COMS W4705: About |
|
|
|
Instructor:
Michael Collins
Course Description:
COMS W4705 is a graduate introduction to natural language processing, the
study of human language from a computational perspective. We will
cover syntactic, semantic and discourse processing models. The
emphasis will be on machine learning or corpus-based methods and
algorithms. We will describe the use of these methods and models in
applications including syntactic parsing, information extraction,
statistical machine translation, dialogue systems, and summarization.
Problem sets:
There were will be 4 problem sets during the class, due roughly every
three weeks. The problem sets will include both theoretical problems and
programming assignments.
Exams:
There will be two mid-terms and a final in the class.
The mid-terms will be in class, on October 4th and November 1st.
Grading:
The overall grade will be determined roughly as follows:
Midterms 30%, Final 40%, Problem sets 30%.
Syllabus:
Here is a tentative syllabus for class:
- Introduction (1 lecture)
- Estimation techniques, and language modeling (1 lecture)
- Tagging, hidden Markov models (2 lectures)

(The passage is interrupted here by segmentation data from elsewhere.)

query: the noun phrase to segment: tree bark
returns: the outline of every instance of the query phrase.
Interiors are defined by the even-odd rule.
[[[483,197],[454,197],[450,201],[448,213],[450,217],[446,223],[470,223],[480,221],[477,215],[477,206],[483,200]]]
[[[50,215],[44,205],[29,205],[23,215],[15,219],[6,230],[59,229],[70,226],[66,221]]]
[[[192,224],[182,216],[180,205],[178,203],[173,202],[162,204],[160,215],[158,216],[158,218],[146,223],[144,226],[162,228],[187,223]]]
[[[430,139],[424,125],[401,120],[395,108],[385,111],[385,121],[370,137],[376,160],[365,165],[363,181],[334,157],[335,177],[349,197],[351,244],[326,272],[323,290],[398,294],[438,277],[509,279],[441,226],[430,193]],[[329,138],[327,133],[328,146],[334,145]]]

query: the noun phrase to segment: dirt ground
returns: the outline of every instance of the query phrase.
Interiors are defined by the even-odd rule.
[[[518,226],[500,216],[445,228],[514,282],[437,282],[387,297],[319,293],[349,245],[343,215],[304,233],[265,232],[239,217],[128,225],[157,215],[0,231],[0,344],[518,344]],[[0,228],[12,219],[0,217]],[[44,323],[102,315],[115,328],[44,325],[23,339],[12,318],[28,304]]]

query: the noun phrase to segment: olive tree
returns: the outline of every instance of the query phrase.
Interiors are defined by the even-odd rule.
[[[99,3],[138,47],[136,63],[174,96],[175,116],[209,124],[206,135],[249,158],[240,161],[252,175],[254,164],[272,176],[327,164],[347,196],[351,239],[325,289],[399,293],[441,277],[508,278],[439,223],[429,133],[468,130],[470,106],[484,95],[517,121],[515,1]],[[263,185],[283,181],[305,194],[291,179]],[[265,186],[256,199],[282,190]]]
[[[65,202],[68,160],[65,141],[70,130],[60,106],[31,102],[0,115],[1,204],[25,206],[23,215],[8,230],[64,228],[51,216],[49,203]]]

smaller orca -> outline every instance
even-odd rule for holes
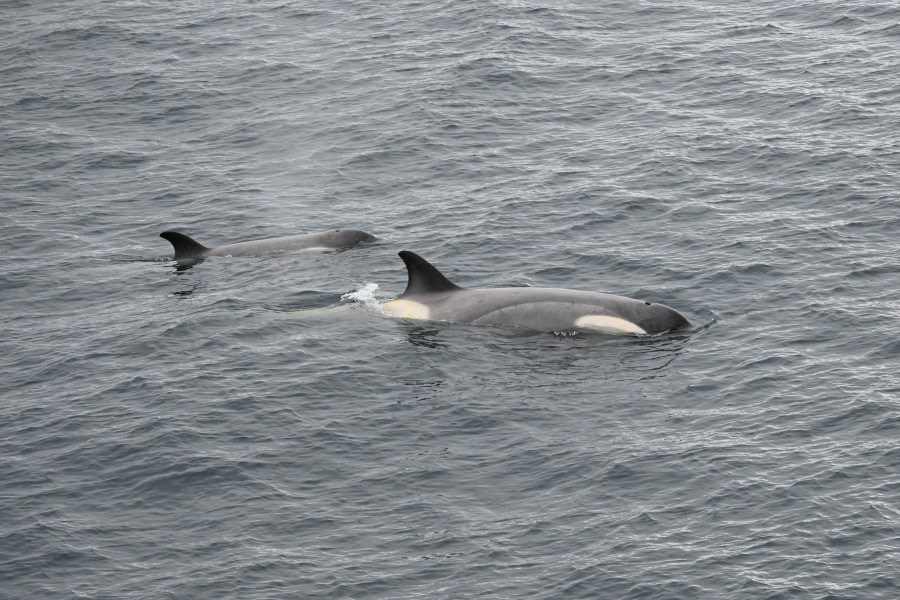
[[[536,331],[647,335],[690,325],[675,309],[624,296],[555,288],[465,289],[412,252],[406,290],[381,309],[405,319],[505,325]]]
[[[374,242],[377,239],[374,235],[358,229],[335,229],[207,248],[200,242],[177,231],[163,231],[159,237],[172,243],[177,261],[200,260],[207,256],[262,256],[296,250],[352,248],[359,244]]]

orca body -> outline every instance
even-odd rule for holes
[[[409,278],[406,291],[381,305],[382,311],[395,317],[556,333],[648,335],[690,325],[663,304],[612,294],[529,287],[465,289],[417,254],[403,251],[400,258]]]
[[[177,231],[164,231],[159,237],[169,240],[175,248],[175,260],[192,261],[207,256],[264,256],[279,252],[297,250],[333,250],[352,248],[359,244],[374,242],[375,236],[358,229],[334,229],[304,235],[251,240],[207,248],[192,238]]]

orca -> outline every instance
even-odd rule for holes
[[[178,233],[163,231],[159,237],[169,240],[175,248],[175,260],[197,261],[207,256],[263,256],[296,250],[332,250],[352,248],[374,242],[377,238],[358,229],[334,229],[319,233],[250,240],[208,248],[196,240]]]
[[[556,288],[466,289],[421,256],[400,252],[406,290],[381,310],[404,319],[519,327],[554,333],[652,335],[690,326],[673,308],[625,296]]]

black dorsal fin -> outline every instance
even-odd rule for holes
[[[444,277],[434,266],[414,252],[403,250],[400,258],[406,263],[409,280],[406,291],[400,297],[410,294],[427,294],[429,292],[450,292],[462,288]]]
[[[163,231],[159,237],[169,240],[175,248],[175,260],[201,258],[209,252],[209,248],[199,242],[195,242],[183,233],[177,231]]]

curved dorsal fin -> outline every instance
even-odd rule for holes
[[[400,258],[406,263],[409,280],[406,291],[400,298],[410,294],[427,294],[429,292],[450,292],[462,288],[444,277],[434,266],[414,252],[403,250]]]
[[[163,231],[159,237],[169,240],[175,248],[175,260],[200,258],[209,252],[209,248],[177,231]]]

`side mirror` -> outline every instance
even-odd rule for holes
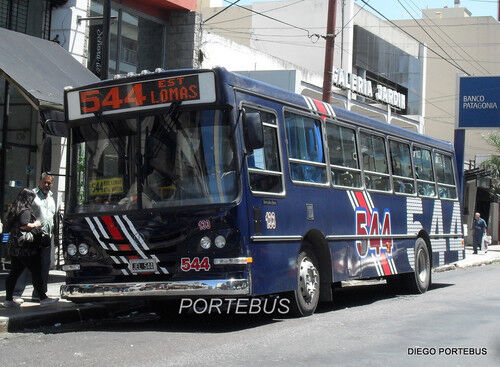
[[[264,146],[264,126],[258,112],[245,112],[243,110],[243,134],[245,148],[251,152]]]
[[[45,137],[42,143],[42,172],[50,172],[52,167],[52,139]]]
[[[52,136],[68,137],[69,130],[66,123],[62,121],[47,120],[44,131]]]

- Statistical parsing (4 lectures)
- Log-linear models (2 lectures)
- Natural language generation (1 lecture)
- Machine translation (4 lectures)
- Tree adjoining grammars, CCG (2 lectures)

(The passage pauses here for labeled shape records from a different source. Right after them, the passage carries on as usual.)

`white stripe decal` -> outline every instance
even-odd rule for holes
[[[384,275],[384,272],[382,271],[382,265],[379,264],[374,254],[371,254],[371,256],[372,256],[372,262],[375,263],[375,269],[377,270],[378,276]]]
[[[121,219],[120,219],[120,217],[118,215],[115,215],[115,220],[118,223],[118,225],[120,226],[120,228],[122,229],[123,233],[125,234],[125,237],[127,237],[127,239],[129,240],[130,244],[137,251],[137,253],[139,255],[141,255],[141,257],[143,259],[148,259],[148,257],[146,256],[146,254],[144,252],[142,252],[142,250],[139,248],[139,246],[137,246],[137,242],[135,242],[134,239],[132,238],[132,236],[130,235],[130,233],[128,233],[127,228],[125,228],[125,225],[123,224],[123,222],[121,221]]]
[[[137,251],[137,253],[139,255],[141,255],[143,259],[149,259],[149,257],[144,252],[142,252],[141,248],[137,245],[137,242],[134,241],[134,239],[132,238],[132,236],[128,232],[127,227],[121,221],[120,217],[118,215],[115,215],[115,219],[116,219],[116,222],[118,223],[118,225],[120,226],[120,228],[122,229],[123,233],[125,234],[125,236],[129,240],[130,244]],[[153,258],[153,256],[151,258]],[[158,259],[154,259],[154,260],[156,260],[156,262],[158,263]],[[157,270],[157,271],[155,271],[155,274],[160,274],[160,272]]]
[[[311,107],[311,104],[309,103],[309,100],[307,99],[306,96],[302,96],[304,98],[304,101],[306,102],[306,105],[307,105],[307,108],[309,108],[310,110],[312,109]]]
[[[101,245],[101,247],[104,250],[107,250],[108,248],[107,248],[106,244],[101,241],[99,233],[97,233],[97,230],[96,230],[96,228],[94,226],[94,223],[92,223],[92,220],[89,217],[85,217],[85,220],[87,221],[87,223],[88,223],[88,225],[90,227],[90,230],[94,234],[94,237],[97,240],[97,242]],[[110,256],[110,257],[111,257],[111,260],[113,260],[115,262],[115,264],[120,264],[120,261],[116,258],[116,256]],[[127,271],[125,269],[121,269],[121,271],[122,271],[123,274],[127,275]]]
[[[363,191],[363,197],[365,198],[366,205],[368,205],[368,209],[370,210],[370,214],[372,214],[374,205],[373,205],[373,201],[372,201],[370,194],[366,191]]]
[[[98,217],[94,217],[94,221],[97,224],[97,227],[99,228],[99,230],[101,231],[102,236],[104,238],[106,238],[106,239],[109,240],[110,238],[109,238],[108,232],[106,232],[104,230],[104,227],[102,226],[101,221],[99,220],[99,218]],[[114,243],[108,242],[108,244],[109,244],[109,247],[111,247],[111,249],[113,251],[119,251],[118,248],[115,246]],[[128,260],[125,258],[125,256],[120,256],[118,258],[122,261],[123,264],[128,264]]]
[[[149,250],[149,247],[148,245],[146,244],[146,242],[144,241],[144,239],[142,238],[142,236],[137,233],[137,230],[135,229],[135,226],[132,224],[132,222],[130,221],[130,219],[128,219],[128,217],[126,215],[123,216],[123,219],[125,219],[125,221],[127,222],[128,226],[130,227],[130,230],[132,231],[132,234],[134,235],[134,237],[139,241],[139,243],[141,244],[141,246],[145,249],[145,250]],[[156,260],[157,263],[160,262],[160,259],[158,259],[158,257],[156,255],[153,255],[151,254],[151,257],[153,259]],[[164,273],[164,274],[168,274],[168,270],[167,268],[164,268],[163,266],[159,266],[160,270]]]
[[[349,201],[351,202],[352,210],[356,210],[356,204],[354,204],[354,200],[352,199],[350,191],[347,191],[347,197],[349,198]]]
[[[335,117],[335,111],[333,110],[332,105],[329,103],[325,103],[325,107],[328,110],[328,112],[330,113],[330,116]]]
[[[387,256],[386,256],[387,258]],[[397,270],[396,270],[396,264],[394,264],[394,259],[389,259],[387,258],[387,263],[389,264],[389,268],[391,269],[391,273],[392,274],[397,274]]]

- Compositional semantics (2 lectures)
- Conditional random fields, global linear models (2 lectures)
- Word clustering (1 lecture)
- Word sense disambiguation (1 lecture)
Readings:
Course readings will be available either on the web or in-class
handouts. There is no textbook for the class, but
Jurafsky and Martin,
Speech and Language Processing, 2nd Edition, will provide useful
background for several of the lectures.